Experiência Transcedental



- Cada dia mais eu me surpreendo com você, Virginia. Ela é mesmo sua mãe?
- Sim e ficaria muito feliz em saber que você gosta de seus livros. - Virginia ergueu o copo. - Ela escreveu seu primeiro livro que foi publicado quando estava grávida de mim. Ela sempre diz que eu insistia para que ela escrevesse a história.
- Sua mãe acredita que você seja uma feiticeira?
“Como ele pode ser tão tolo? Será que ele acha que uma bruxa é retirada de dentro de um repolho?”
- Hum, não sei... Seria melhor perguntar a ela, não?
- Você está sendo evasiva de novo. - Johnny se acomodou confortavelmente no sofá ao lado dela. - Vamos colocar desta forma: sua família tem algum problema em aceitar as coisas pelas quais você se interessa?
“Cada vez mais tolo. Não tem jeito mesmo!!!”

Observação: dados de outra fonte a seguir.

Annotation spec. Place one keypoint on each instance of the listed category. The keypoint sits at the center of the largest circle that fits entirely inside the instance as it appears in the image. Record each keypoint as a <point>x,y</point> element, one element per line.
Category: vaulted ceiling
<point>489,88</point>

Virginia gostou do jeito que ele relaxou, com as longas pernas estendidas, como se há anos estivesse fazendo companhia a ela naquele sofá.

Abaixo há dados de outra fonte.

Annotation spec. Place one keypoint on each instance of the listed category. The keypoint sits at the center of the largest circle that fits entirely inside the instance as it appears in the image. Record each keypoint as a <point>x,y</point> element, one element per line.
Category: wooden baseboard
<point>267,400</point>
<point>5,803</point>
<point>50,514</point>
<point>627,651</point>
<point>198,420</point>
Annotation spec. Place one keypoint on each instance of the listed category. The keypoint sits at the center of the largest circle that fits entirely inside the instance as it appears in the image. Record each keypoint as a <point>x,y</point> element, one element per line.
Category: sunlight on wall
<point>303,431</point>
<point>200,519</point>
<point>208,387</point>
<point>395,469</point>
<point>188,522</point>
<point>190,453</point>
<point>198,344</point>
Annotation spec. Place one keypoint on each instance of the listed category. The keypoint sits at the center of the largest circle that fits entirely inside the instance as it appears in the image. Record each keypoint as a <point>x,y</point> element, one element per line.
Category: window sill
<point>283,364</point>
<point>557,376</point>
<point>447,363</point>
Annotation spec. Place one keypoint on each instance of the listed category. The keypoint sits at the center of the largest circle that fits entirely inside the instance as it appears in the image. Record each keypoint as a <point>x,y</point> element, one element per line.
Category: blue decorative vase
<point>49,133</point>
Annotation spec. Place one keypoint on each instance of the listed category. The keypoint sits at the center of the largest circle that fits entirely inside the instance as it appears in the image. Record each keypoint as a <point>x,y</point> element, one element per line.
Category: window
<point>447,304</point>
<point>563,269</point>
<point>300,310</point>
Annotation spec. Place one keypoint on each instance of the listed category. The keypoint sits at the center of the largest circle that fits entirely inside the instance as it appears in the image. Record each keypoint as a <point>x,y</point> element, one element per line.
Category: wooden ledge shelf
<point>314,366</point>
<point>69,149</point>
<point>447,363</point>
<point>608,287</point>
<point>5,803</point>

- Minha família sempre compreendeu a necessidade que cada um tem de focalizar suas energias numa direção individual. Seus pais têm algum problema com os seus interesses?
- Nunca os conheci.
- Oh, lamento muito.
O brilho zombeteiro nos olhos dela se transformou imediatamente em simpatia. Sua família sempre fora seu eixo e não poderia imaginar como seria a vida sem ela.
- Não foi grande coisa. - Mas ele se levantou, constrangido. Já estava bem distante dos velhos tempos para precisar de qualquer tipo de simpatia. - Estou interessado nas reações da sua família. Isto é, como a maior parte dos pais se sentiria, como eles reagiriam se soubessem que a filha andava aprontando feitiçarias? Você decidiu se dedicar a isso desde criança?

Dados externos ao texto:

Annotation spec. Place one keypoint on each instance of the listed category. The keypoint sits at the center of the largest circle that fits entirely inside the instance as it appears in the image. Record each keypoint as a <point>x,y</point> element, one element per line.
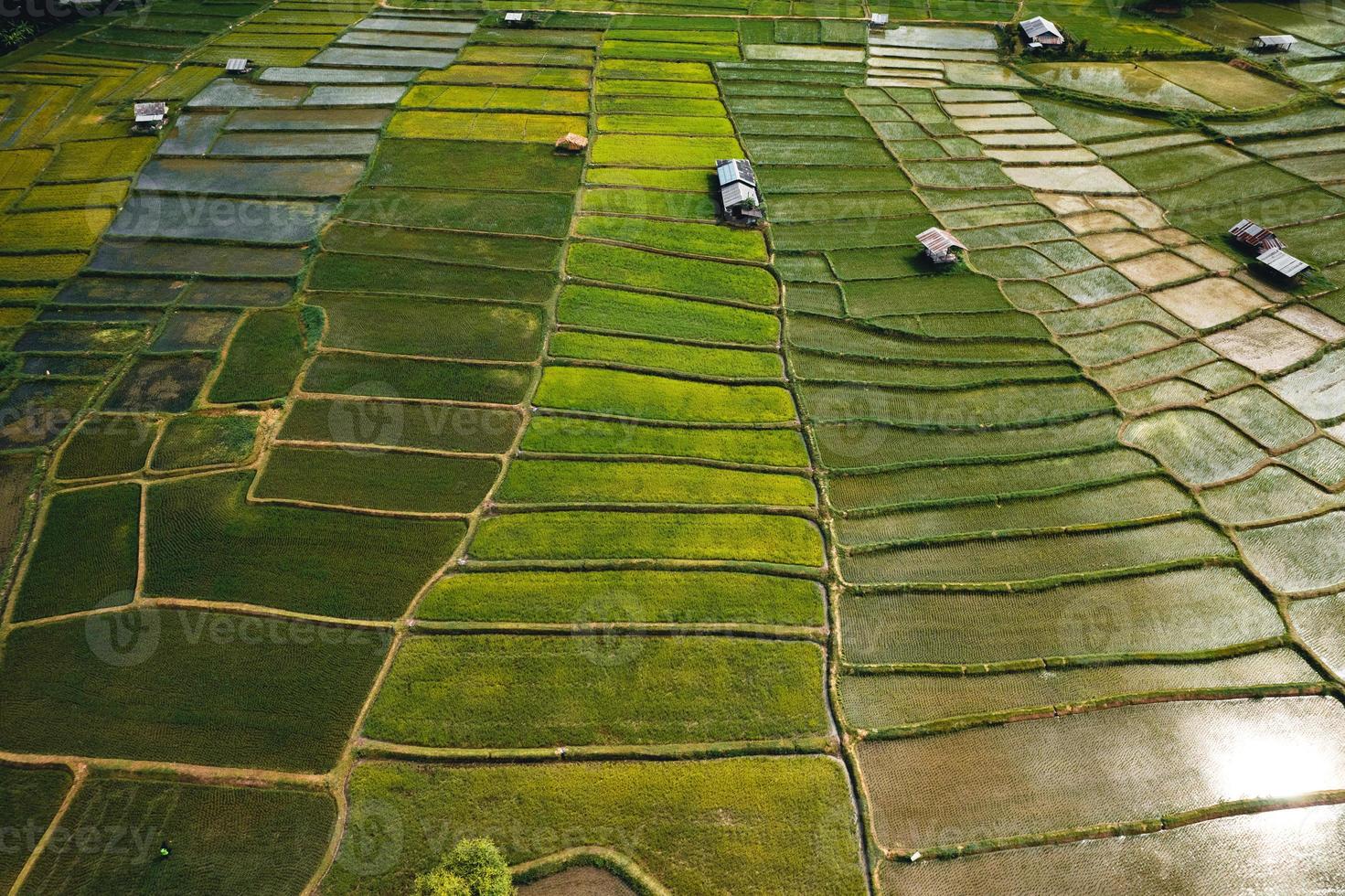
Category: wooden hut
<point>1284,264</point>
<point>1274,42</point>
<point>1041,33</point>
<point>150,117</point>
<point>1254,236</point>
<point>739,197</point>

E, com isso, a simpatia desapareceu como uma nuvem de fumaça.
- Me dedicar? - ela repetiu, os olhos fuzilando. – Eu não precisei me dedicar a nada... – e no mesmo momento viu que falara demais.
- Talvez eu precise fazer um prólogo, mostrando como a personagem principal resolveu ser uma bruxa. Talvez ela fique irritada com o garotinho do vizinho e o transforme num sapo. - Johnny prosseguiu, inconsciente do fato de que as feições de Virginia ficavam tensas. - Ou encontra alguma mulher misteriosa que lhe passa o poder. Acho que gosto mais disso. Só não tenho certeza do ângulo que quero usar, por isso imaginei que poderíamos começar deixando tudo bem claro. Você me diz o que lhe deu o primeiro impulso: livros que leu, qualquer coisa assim. Depois, posso transformar os fatos em ficção.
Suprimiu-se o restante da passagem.